Good explanation of various IRD calculation methods

http://www.paylesspenalty.com/interest-rate-differential/

#140 aprilNewwest on 08.28.13 at 8:41 pm

#133 Vanperfect…
CKNW news this morning… condo sales in Vancouver down 8% and new condos down 20% … expect further drops next yr as mortgage rates increase, it said. Didn’t have the radio on in time to get who the info came from. I was surprised to hear this news on CKNW as they frequently pump real estate.

#141 Vamanos Pest on 08.28.13 at 9:16 pm

#122 Penny Henny
The comment by Canadian Watchdog is in fact valid (although not well explained CW). The price of housing is limited by what people are able to pay. That is, what they can afford. If a person of average income in a given market (say 83,000 in Vancouver) cannot afford the average house (900,000 in Vancouver) it undermines the continued demand for that house. With undermined demand, and no corresponding influence reducing supply, price would come down.

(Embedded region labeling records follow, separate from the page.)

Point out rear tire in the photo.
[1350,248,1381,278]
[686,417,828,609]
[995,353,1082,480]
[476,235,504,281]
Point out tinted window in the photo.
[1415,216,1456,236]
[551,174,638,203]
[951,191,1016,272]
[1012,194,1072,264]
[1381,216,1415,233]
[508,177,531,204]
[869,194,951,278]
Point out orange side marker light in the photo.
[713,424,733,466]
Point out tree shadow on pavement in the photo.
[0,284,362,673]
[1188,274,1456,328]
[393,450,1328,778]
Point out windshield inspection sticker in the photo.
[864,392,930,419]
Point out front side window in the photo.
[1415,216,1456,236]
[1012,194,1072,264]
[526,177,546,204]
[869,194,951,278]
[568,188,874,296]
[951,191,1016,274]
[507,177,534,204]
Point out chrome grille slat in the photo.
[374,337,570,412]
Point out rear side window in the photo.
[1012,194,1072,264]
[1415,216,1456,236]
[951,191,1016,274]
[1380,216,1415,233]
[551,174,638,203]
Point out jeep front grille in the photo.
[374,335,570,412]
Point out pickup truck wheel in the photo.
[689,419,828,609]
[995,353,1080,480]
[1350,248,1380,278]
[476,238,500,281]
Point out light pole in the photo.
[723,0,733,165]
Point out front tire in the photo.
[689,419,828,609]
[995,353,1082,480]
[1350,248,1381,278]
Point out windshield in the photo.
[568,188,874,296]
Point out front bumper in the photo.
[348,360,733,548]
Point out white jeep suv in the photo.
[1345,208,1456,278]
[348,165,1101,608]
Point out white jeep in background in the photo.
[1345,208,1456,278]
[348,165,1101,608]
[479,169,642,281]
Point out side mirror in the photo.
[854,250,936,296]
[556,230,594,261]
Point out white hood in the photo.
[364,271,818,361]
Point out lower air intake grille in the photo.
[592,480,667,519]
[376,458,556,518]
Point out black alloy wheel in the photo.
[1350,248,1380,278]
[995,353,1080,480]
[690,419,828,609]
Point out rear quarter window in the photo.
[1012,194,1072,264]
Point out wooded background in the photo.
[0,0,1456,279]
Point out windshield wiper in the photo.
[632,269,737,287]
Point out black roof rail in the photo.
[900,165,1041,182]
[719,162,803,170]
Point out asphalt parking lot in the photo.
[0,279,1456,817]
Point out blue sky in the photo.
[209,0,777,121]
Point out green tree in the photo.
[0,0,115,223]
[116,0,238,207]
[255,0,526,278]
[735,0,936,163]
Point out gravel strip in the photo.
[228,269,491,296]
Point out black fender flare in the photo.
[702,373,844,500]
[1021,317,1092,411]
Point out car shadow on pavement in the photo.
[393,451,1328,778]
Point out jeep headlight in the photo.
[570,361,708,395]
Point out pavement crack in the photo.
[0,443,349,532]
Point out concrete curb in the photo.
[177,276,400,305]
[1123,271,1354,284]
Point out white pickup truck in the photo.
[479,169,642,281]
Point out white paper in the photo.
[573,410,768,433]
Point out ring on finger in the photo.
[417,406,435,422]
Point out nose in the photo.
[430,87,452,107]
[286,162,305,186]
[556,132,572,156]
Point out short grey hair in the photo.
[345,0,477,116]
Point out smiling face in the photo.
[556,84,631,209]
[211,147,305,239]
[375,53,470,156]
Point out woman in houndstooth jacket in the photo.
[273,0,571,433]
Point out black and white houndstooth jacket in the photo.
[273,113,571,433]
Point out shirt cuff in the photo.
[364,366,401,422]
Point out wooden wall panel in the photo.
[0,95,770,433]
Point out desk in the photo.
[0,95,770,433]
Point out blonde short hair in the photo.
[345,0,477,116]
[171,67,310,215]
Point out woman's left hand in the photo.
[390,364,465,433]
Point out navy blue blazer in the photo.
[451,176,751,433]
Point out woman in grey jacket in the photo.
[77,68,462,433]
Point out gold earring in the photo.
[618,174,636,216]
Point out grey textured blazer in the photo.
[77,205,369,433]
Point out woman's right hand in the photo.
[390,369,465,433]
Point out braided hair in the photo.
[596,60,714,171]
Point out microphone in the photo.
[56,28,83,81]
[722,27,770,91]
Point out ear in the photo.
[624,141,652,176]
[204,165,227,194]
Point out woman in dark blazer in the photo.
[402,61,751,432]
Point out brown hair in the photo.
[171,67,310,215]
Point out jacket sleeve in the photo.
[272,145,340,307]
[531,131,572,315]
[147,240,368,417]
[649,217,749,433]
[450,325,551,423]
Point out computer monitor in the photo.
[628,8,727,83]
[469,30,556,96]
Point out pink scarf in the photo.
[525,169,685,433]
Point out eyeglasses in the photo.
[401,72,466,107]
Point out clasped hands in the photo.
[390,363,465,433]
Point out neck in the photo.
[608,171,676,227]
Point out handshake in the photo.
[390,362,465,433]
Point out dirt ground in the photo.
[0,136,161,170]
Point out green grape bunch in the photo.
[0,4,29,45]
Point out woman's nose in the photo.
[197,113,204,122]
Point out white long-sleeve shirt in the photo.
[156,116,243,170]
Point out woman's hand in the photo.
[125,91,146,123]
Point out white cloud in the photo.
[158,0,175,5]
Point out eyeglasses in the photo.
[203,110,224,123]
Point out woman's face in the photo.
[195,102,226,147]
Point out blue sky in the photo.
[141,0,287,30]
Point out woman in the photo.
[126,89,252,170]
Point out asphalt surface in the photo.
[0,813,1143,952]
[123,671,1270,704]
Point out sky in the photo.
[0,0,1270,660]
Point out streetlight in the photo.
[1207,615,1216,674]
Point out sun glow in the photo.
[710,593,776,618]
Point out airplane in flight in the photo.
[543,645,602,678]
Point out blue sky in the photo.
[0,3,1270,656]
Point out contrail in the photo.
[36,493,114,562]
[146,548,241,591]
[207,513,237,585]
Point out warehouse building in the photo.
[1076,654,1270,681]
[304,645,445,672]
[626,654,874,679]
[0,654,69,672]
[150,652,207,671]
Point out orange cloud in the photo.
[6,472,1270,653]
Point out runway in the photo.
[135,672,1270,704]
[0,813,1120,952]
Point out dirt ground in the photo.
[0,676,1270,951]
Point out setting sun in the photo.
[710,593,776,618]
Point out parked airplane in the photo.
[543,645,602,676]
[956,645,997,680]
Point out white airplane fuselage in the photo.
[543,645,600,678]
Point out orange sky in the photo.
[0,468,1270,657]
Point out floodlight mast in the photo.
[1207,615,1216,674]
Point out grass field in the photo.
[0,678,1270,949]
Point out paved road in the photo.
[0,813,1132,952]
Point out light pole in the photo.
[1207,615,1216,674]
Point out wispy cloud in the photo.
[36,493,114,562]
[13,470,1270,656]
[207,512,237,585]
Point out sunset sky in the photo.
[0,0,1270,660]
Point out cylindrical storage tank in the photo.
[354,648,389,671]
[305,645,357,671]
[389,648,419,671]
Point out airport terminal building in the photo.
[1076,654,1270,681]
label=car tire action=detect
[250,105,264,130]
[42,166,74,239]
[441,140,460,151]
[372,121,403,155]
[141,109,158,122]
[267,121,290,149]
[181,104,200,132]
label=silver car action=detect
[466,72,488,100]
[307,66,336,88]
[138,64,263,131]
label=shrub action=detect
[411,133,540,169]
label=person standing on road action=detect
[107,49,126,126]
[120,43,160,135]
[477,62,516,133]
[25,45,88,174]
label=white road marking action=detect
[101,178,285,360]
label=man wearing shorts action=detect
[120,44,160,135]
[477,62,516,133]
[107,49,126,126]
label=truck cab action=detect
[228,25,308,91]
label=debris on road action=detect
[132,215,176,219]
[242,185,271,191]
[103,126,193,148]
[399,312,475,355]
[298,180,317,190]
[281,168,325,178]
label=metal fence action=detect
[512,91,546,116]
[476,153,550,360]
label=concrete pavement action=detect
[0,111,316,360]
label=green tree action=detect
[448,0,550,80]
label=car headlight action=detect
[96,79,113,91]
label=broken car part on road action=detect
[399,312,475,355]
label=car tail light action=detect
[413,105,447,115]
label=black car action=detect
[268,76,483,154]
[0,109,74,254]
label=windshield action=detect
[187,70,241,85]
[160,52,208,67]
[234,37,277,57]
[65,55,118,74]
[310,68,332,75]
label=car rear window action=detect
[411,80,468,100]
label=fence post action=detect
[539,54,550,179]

I know there are many more complexities, but this is the basic economic principle that Mr Lamb was ignoring, and that Mr Watchdog was referring to.

#142 NoName on 08.29.13 at 6:16 pm

I wonder what will happens with BB when they lose a driving privileges as they get older that will for sure put some pressure to move closer to services and “fast” public transport. And unfortunately Toronto is anything but that, yes some service and medical centers are on or walking distance to subway. But if those tink tonks from coference board are right maybe it would be a good idea for developers to scrap for rec centers in condo buildings for favor of walk in clinic. You never know when you will need….. Cough now plz…

#143 Mike on 08.30.13 at 12:36 pm

Is that a pic of Garth when he was 18 months?